Akabinde tüm dosya kapsamı itibariyle Mahkememizce yapılan değerlendirmede; Ankara ATK’nın … tarihli raporu açık, denetime elverişli ve somut olaya uygun olarak değerlendirilmekle, anılan rapora iştirak edilmiştir. Buna göre;
– Sürücü …’in, yönetimindeki “…” plaka sayılı otomobil ile gece vakti, yerleşim yeri içinde, azami hız limiti “82 km/s” olan ve aydınlatma bulunan, demir korkuluklu refüjle bölünmüş üç şeritli yolda Seyrantepe Kavşağı yönünden Yatırım İzleme Kavşağı yönüne, sol şeritten seyri sırasında olay yerine geldiğinde; orta refüjde bulunan demir korkulukların açık kısmından koşarak taşıt yoluna giren yaya …’a çarpması sonucu meydana gelen kazada, olayın aniliği ve mesafenin kısa olması nedeniyle, mevcut şartlarda çarpmayı önleyebilmek adına alabileceği herhangi bir önlem bulunmadığından, atfı kabil kusuru yoktur.

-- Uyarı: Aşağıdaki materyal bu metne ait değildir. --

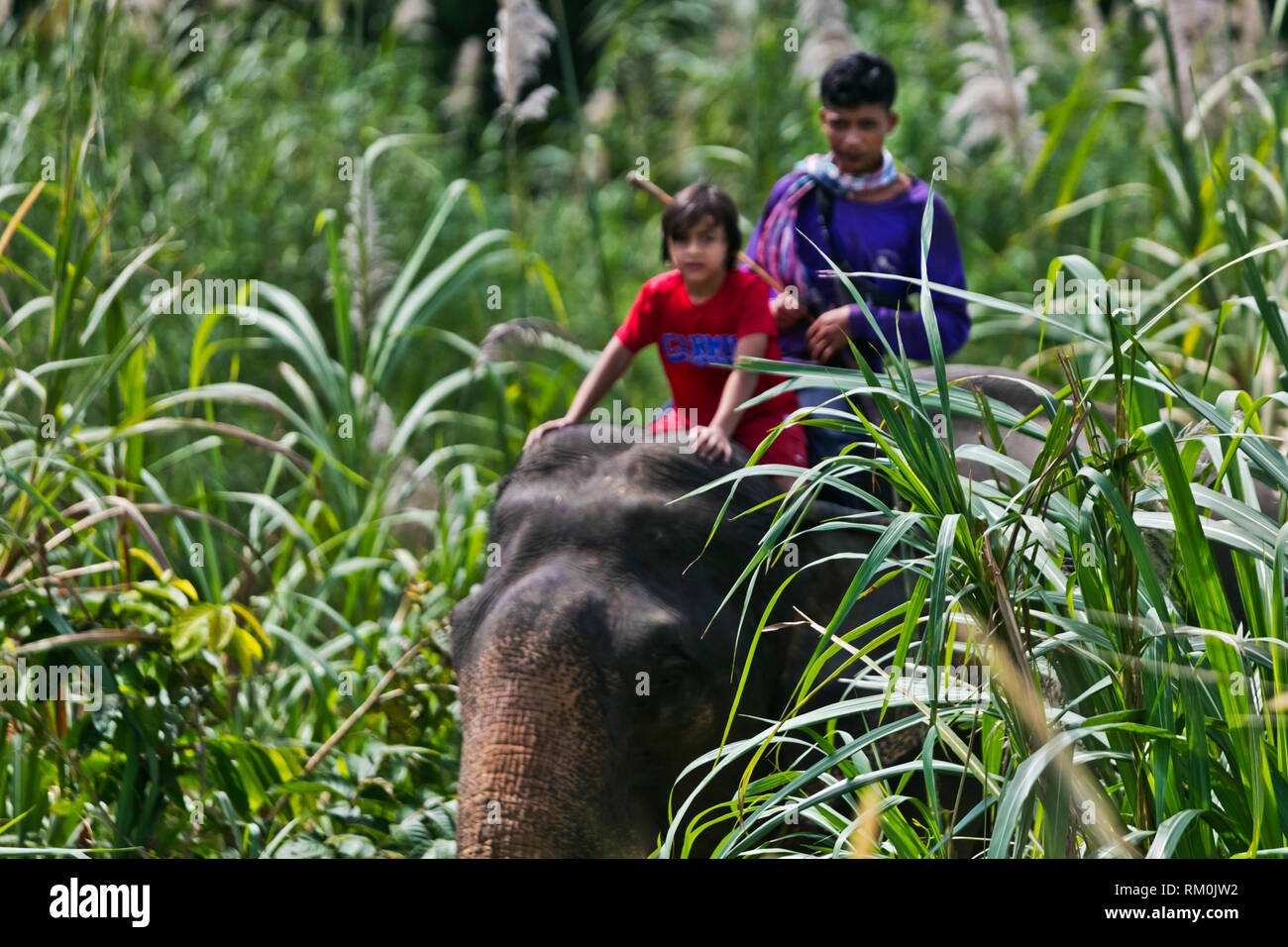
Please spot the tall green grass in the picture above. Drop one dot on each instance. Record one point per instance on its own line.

– Yaya …, gece vakti, demir korkuluklu refüjle bölünmüş üç şeritli yolda, demir korkulukların açık olan bölümünden, can güvenliğini çok ciddi bir şekilde tehlikeye düşürecek biçimde, koşarak taşıt yoluna girmesi sonucu sağından, Seyrantepe Kavşağı yönünden Yatırım İzleme Kavşağı yönüne, sol şeritten seyri sırasında olay yerine gelen sürücü … yönetimindeki “…” plaka sayılı otomobilin çarpmasına maruz kaldığı kazadaki; dikkatsizliği, tedbirsizliği ve kurallara aykırı davranışıyla asli kusurludur.

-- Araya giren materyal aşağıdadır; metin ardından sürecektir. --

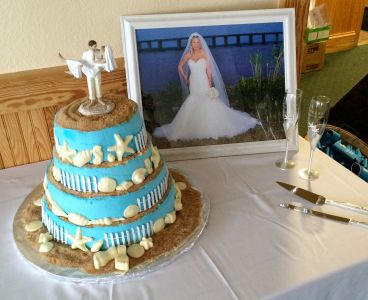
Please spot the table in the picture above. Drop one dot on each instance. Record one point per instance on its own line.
(250, 249)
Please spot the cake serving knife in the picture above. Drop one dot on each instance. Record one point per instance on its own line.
(320, 200)
(319, 214)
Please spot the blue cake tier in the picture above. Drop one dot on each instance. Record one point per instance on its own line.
(113, 235)
(80, 140)
(85, 178)
(99, 205)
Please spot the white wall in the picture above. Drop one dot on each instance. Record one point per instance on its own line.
(34, 31)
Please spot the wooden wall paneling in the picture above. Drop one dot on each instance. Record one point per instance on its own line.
(49, 116)
(15, 137)
(33, 89)
(301, 18)
(41, 133)
(345, 17)
(5, 149)
(29, 136)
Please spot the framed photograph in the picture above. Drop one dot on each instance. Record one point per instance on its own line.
(212, 84)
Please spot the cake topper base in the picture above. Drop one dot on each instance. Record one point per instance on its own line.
(96, 108)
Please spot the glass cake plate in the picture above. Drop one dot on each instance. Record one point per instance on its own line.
(39, 261)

Bu durumda, maddi tazminatın koşullarının zarar, kusur ve illiyet bağı olduğu, somut olayda ise sürücü …’e atfı kabil kusur görülemediği, davalı sigorta şirketinin de ancak sigortalı aracın sürücünün kusuru oranında sorumlu olacağı değerlendirilmekle, koşulları oluşmayan maddi tazminat davasının reddine karar vermek gerekmiştir.
Neticeten davanın reddine karar verilmekle birlikte, karar tarihinde yürürlükte bulunan Avukatlık Asgari Ücret Tarifesi 13/4 maddesinde yer alan, ” Maddi tazminat istemli davaların tamamının reddi durumunda avukatlık ücreti, bu Tarifenin ikinci kısmının ikinci bölümüne göre hükmolunur.” düzenlemesi uyarınca davalı taraf lehine maktu vekalet ücretine hükmolunmuş, hükmedilen ücretin reddedilen tutarı geçemeyeceğine dair 2. fıkra hükmünün somut olayda uygulanamayacağı, bunun nedeninin 4. fıkra düzenlemesinin sonra gelen ve özel düzenleme içeren bir hüküm olduğu düşünülmekle aşağıdaki şekilde karar vermek gerekmiştir.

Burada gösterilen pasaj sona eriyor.